Monday, October 31, 2011

Spending, Transfer Payments, and Taxes

As the chart below shows, personal outlays (i.e. spending) has grown significantly faster than wages over the past decade. Even before the crisis, consumers spent more of what they earned.

Since the 2008 crisis, wages initially declined (and have since remained stagnant) and the level of savings has moved higher (both of which are negative for consumption on a stand-alone basis), but spending remains strong.

How is this possible?

Well, when one adds in transfer payments (i.e. money provided by the government) and subtracts less taxes from wages, we see a different story... growth that has actually outpaced consumption since the downturn.

The reduced tax burden is a result of lower incomes to tax, a lower tax rate via the progressive tax structure, and tax cuts enacted to stimulate demand.

Telling (to me) is that over the last 10 years, wages plus transfer payments less taxes have grown at pretty much the exact same rate as personal outlays, despite weak wage growth.
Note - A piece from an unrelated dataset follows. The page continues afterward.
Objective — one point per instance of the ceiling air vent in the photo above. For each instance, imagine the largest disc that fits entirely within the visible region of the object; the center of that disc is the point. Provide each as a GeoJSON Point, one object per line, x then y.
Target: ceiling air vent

Going forward, unless there is change in the austerity sentiment that has been the focus of both Republicans (less spending) and Democrats (higher taxes), expect the boosts we have seen, to soften.

If that happens, we'll likely need actual wage growth via an employment recovery in order for the consumption rebound to continue.

Source: BEA


  1. I understand the data and policy are two different things but this data is very stark at telling a massive policy problem. A problem that in IMHO is on par with Greece and their Great Transfer state system that led to their collapse.

    Is it not obvious that government is:

    a) Horribly inefficient at transfer
    b) Cannot just fiat create transfers out of thin air

    but yet, that is the fiction being read and fed to the American public. This is sheer lunacy.

  2. This is a great chart--I don't think enough people realize how consumer spending has been supported by govt transfers in recent years. Thanks for posting.

  3. Great chart Jake, very insightful!

    With regards to the first anonymous poster, the chart does a great job in demonstrating that during the downturn the government have been quite effective at transfer. How else do you explain that in spite of a drop in wages, and an increase in the savings rate, that personal outlays have resumed their former trajectory (albeit at an offset)? Or would you have preferred a deeper recession, higher unemployment, more house foreclosures and more bank failures?

    Jake, your last point is spot on. With the government looking to cut back spending, wage growth will have to kick in to offset. The country needs a miracle boost in productivity.

    p.s. if you ever plot this chart again, could you include a panel containing Transfer Payments - Taxes Paid so we could better see how gov't support has changed over time?